5- Line 644: add (W) after 5-10 weeks
6- Figures 5c are too low magnification. An insert showing endothelial cells enclosed to GFP+ cells at higher magnification would improve the readability of the figure. Similarly, it would be clearer to define the contours of the tendon in figure 5c.
7- The meaning of yellow arrows is not indicated in the legend of figure 5.

Experimental design

No comments

Validity of the findings

No comments

Reviewer 3 ·

Basic reporting

The background literature review is sufficient for the purpose. However, the literature review on the literature most relevant to this innovation (lines 75 to 89, especially 86-89) is rather brief considering the novelty of what is proposed. A more detailed review demonstrating exactly where the gaps are in the relevant literature, and the precise aspects of the novelty of this work is recommended. Is the work cited in lines 86 to 89 really the only literature exploring stem cell solutions to of muscle-tendon injuries? I am well aware the manuscript has a large number of references already, but nothing could be more important than to address the issues I mentioned above, and if some less important references needed to be deleted to accommodate this, then it is justified, although in my opinion the addition of extra references should not necessitate the deletion of others.

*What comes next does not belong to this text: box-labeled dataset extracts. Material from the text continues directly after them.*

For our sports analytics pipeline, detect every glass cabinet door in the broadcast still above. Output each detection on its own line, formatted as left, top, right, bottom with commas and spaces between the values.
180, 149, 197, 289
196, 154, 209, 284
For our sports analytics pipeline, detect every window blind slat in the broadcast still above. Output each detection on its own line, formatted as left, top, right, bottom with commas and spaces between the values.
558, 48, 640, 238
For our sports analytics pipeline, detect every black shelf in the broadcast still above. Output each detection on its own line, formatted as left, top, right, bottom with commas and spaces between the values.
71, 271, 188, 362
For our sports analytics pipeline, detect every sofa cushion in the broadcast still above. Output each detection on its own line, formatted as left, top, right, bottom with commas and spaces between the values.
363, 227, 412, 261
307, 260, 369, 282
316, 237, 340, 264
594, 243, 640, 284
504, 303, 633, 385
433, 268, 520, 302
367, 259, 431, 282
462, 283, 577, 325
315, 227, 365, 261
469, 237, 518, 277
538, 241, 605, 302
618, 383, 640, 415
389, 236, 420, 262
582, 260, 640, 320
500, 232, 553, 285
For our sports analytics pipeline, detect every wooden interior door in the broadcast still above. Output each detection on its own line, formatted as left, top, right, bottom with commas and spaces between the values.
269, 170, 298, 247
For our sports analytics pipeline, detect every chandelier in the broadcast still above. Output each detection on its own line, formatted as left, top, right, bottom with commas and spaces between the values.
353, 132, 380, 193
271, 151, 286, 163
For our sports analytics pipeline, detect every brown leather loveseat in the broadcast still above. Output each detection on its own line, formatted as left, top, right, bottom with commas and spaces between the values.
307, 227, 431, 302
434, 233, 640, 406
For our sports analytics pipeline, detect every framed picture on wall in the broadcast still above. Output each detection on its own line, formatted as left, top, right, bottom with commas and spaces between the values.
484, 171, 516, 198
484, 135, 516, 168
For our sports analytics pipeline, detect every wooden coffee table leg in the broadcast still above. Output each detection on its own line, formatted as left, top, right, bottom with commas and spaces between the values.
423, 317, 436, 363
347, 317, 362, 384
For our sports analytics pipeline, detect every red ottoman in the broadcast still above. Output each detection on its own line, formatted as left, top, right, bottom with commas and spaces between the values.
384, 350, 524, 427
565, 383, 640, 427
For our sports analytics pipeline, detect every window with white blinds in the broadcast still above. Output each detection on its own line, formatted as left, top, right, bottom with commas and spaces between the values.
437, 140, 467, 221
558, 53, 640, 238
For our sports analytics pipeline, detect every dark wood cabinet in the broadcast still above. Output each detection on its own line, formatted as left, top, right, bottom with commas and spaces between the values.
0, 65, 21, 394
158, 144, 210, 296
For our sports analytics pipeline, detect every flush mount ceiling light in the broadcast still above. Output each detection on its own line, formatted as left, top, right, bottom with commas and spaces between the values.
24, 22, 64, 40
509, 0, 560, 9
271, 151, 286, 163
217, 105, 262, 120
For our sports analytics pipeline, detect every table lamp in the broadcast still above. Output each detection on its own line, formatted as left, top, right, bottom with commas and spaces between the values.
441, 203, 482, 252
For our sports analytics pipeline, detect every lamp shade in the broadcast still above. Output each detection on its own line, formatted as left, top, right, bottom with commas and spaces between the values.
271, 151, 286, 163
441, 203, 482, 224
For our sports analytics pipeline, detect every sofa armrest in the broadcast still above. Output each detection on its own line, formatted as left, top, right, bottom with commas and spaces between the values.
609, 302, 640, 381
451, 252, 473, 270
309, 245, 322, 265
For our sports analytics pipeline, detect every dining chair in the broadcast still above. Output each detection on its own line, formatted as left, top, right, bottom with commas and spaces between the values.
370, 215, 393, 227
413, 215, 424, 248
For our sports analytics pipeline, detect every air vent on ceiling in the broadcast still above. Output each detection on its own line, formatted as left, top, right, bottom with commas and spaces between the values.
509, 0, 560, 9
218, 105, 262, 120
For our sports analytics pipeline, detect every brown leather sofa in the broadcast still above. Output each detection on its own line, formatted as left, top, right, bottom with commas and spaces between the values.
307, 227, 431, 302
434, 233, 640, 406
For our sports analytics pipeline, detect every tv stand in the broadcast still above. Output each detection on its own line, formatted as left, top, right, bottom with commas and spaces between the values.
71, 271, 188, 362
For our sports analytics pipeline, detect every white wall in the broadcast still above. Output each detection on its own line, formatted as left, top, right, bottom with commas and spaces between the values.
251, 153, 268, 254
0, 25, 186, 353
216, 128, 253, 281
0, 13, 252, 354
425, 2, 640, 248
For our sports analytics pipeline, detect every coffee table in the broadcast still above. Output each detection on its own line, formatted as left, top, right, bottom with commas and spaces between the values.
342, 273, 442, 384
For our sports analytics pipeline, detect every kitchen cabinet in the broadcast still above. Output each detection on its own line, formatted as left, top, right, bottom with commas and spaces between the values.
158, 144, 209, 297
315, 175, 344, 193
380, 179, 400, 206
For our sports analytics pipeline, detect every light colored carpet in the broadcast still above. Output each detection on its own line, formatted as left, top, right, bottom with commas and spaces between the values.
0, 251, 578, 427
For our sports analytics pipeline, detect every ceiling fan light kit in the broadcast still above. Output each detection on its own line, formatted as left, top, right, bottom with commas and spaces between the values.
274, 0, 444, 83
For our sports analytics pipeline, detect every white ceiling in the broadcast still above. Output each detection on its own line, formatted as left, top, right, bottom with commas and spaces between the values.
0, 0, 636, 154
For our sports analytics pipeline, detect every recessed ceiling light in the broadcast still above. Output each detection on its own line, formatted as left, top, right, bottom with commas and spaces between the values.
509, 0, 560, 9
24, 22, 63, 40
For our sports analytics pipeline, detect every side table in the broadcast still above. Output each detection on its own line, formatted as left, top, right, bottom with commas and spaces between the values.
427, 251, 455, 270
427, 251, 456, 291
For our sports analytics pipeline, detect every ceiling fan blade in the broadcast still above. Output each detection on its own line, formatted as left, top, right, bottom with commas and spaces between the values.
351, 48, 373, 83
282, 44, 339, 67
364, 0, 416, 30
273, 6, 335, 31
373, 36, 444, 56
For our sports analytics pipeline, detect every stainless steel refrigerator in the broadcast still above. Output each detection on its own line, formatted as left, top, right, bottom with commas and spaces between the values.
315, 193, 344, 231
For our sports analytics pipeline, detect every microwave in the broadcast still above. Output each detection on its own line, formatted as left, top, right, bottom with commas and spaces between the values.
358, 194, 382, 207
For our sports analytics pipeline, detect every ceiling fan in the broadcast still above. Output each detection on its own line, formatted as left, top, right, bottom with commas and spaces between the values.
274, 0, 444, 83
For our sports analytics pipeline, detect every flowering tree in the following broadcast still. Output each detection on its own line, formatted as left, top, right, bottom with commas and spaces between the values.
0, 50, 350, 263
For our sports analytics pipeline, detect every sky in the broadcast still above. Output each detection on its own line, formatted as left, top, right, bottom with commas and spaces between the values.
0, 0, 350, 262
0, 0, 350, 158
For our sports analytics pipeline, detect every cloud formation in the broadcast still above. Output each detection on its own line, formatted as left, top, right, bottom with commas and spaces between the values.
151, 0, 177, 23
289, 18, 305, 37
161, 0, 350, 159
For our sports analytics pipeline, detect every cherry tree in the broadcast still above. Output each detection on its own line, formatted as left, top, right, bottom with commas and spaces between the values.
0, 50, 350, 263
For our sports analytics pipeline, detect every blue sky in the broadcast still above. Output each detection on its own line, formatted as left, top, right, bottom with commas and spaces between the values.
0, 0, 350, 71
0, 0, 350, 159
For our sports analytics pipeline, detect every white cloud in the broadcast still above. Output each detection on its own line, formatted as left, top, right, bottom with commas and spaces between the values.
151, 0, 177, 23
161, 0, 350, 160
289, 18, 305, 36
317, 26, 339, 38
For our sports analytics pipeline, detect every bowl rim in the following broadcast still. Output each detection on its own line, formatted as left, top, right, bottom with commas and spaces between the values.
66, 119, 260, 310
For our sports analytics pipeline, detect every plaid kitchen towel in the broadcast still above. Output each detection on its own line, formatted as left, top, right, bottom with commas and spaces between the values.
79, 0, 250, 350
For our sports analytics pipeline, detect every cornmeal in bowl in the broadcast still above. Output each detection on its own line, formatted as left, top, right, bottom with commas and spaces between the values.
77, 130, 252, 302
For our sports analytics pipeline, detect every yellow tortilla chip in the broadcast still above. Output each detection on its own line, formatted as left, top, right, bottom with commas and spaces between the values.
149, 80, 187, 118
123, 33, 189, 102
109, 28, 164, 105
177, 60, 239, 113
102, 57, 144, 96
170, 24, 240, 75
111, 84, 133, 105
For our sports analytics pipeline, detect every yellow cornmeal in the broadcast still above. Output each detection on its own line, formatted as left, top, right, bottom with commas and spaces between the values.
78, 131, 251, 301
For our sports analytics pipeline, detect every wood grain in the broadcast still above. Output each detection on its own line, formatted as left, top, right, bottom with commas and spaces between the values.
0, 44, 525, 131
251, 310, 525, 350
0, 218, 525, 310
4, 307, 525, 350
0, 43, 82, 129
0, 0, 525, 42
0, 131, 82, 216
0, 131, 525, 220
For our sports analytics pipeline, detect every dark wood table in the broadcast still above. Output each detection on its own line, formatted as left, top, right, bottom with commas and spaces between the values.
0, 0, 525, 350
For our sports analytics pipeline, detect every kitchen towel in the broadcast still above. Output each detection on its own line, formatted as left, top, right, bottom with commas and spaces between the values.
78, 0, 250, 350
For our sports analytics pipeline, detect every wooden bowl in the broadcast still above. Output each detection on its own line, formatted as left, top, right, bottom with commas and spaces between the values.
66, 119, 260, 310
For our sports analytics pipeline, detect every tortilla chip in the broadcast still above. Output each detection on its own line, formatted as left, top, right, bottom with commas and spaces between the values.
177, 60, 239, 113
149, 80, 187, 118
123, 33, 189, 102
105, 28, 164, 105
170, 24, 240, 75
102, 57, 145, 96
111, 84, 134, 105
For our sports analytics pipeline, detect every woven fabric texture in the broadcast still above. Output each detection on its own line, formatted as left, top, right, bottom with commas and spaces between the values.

Specific amendments required:

1. The important but unclear concept of the “sheet-pellet” needs to be precisely defined in the introduction. A pellet is generally an equi-axed geometry, such as a small equi-axed cylinder or small sphere, while a sheet has planar geometry. How are the stem-cell blends incorporated therapeutically into this conflicting geometric descriptor?
2. Authors need to add further text either clarifying that the work cited in lines 86 to 89 is really the only literature exploring stem cell solutions to of muscle-tendon injuries, or alternatively devote more of the literature review reviewing literature on this specific and important issue not currently included in the paper.

Experimental design

Methodology and data reporting is appropriate and adequate.

Validity of the findings

The results appear to be scientifically valid and present a convincing case for the effectiveness of this therapy. The authors are to be commended on good experimental design, and their development and validation of a successful treatment innovation.

Comments for the author

Specific amendments required:

1. The important but unclear concept of the “sheet-pellet” needs to be precisely defined in the introduction. A pellet is generally an equi-axed geometry, such as a small equi-axed cylinder or small sphere, while a sheet has planar geometry. How are the stem-cell blends incorporated therapeutically into this conflicting geometric descriptor?
2. Authors need to add further text either clarifying that the work cited in lines 86 to 89 is really the only literature exploring stem cell solutions to of muscle-tendon injuries, or alternatively devote more of the literature review reviewing literature on this specific and important issue not currently included in the paper.